The monarchy in the era of King Ferdinand II of Bourbon was fearful of the revolution-prone populace of Naples. Errico Alvino was commissioned to construct a military passage for troops connecting the Royal Palace of Naples to Via Morelli, boring underneath the hill of Pizzofalcone and reaching the quartiere San Ferdinando, but also connecting to other tunnels and aqueducts, including the old Carmignano aqueduct (1627–1629).

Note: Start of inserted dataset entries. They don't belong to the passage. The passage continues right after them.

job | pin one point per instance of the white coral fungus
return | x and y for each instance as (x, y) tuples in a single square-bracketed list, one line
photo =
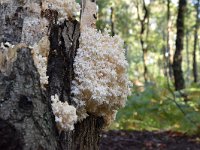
[(65, 8), (65, 114), (101, 73)]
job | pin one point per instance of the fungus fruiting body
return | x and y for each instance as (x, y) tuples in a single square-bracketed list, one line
[(101, 73)]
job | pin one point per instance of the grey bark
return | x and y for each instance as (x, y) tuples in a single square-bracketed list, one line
[(26, 118)]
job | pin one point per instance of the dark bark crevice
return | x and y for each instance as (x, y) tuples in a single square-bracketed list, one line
[(64, 41)]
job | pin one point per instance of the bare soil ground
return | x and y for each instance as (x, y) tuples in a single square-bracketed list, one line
[(145, 140)]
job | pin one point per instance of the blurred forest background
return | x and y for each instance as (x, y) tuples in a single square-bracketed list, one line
[(163, 51)]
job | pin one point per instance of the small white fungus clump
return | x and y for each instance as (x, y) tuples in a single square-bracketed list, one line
[(101, 73), (65, 114), (65, 8), (40, 54)]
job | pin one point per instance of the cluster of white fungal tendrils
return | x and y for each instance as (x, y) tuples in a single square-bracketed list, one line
[(65, 114), (101, 73), (65, 8)]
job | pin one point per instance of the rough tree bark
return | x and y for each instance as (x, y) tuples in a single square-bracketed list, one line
[(26, 118), (177, 63), (195, 71)]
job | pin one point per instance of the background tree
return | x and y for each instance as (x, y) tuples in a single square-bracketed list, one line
[(195, 72), (26, 119), (177, 64)]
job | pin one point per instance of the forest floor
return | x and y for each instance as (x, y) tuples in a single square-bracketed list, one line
[(145, 140)]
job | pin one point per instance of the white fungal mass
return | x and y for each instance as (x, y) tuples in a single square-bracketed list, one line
[(101, 73)]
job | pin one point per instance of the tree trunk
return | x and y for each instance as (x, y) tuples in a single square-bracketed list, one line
[(144, 21), (187, 56), (112, 21), (26, 118), (195, 71), (177, 64), (169, 32)]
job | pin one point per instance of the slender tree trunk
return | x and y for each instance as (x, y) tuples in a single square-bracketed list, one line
[(112, 21), (187, 56), (26, 119), (195, 71), (169, 47), (144, 21), (177, 64)]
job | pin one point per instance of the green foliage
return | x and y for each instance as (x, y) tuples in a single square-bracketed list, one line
[(152, 106), (156, 109)]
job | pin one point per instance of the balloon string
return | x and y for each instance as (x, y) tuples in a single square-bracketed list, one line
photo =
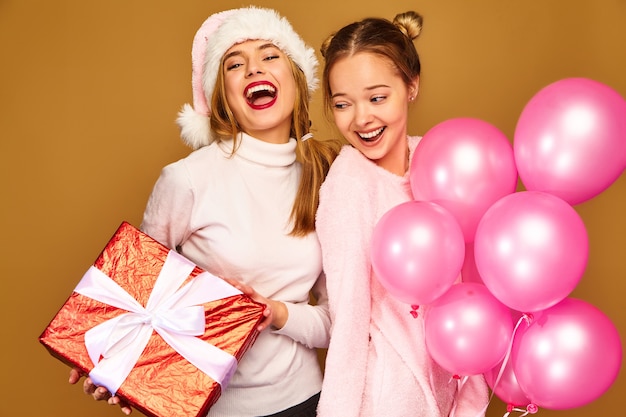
[(530, 409), (526, 317)]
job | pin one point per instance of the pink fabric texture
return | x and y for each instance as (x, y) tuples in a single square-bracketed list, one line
[(377, 363)]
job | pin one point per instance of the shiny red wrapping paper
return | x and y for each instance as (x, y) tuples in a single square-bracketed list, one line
[(162, 383)]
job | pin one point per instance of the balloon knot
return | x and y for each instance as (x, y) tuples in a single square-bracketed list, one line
[(528, 317)]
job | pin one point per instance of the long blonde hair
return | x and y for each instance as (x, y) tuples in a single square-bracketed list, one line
[(315, 155)]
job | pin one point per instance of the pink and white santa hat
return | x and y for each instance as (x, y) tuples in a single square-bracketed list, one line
[(216, 35)]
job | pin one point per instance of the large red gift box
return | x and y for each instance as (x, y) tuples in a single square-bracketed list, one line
[(154, 328)]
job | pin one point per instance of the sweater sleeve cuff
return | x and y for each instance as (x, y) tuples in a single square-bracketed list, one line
[(307, 324)]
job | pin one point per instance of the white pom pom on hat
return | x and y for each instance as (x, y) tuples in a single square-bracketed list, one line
[(218, 34)]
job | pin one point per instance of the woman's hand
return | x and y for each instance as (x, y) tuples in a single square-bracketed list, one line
[(98, 393), (275, 313)]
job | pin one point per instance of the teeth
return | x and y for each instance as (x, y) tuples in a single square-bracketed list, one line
[(371, 134), (257, 88)]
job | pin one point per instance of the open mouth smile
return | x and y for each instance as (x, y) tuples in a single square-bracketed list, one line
[(260, 95), (371, 136)]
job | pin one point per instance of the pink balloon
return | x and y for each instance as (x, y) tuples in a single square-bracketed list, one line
[(465, 165), (570, 139), (568, 356), (531, 250), (506, 388), (417, 251), (467, 331)]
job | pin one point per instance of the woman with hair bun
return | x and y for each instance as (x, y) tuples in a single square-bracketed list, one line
[(377, 363)]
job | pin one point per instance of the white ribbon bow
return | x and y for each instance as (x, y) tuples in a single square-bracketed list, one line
[(175, 313)]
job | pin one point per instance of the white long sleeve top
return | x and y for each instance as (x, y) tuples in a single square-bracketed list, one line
[(229, 214)]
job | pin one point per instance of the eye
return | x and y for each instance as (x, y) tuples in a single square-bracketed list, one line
[(340, 105), (233, 66)]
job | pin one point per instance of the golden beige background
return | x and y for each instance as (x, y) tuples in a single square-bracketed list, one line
[(88, 95)]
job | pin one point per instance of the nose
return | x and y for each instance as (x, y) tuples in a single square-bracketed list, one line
[(254, 67), (362, 116)]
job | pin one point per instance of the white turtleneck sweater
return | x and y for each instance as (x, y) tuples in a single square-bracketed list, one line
[(229, 214)]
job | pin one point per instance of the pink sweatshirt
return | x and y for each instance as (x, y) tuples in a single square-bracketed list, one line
[(377, 363)]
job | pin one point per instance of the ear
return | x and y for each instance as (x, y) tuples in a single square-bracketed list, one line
[(413, 88)]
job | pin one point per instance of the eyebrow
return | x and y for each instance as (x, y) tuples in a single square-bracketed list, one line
[(260, 48), (373, 87)]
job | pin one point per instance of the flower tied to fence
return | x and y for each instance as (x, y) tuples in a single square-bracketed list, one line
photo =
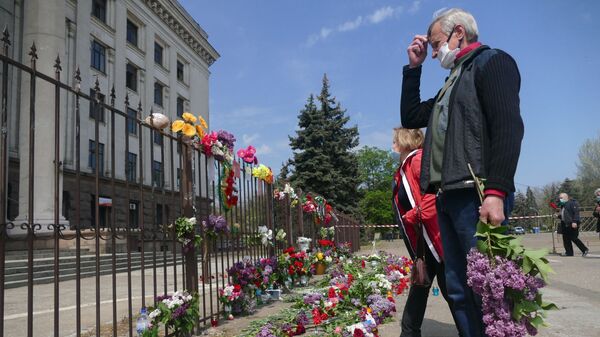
[(215, 226), (263, 173), (178, 311), (185, 229)]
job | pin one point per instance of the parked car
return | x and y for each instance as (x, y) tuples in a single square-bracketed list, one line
[(519, 230)]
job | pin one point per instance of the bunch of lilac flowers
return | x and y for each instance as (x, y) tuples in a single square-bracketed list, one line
[(266, 331), (498, 281), (243, 273), (215, 225), (226, 139)]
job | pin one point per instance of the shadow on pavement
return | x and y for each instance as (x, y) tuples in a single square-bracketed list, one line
[(433, 328)]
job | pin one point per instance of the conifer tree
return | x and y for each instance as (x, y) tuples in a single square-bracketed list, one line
[(323, 159)]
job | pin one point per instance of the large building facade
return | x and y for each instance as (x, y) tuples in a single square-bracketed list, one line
[(150, 50)]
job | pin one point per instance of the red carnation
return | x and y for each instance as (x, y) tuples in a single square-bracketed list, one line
[(358, 333)]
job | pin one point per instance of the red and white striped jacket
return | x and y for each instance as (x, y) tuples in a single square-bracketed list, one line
[(408, 175)]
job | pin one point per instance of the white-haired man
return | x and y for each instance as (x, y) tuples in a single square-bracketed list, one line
[(473, 122)]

The monarchy would also not have been ignorant that the Viceroy of Naples in 1647 had nearly been trapped in this urban Royal Palace, and only by luck was able to flee to a nearby convent to escape angry crowds during the Revolt of Masaniello, thus the tunnel could also serve as an escape route for its royal inhabitants.

Alvino envisioned a two-lane tunnel with two sidewalks on either side. The two outlets were to the west on Via della Pace (today's Via Morelli, also opened in 1853 by Alvino himself), just in front of the Caserma della Vittoria barracks, and to the east by today's Piazza Carolina, behind the basilica of San Francesco di Paola. The tunnel was to be called Galleria Reale, and both lanes were to take their royal appellations: the one leading to Chiaia was to be named Strada Regia while the one in the opposite direction Strada Regina.

Two years after it was begun, the fall of the Bourbon dynasty meant that construction came to a halt. During the Second World War, the tunnel was used as a shelter during bombardments. Presently the tunnels are open for tours, and share with Catacombs of Naples the urge to go underground, and with much of Neapolitan constructions, a kinship with decay and fruitless architecture in Naples. The tunnel contains decades of debris, including vintage cars and a discarded fascist monument that had been made for Aurelio Padovani.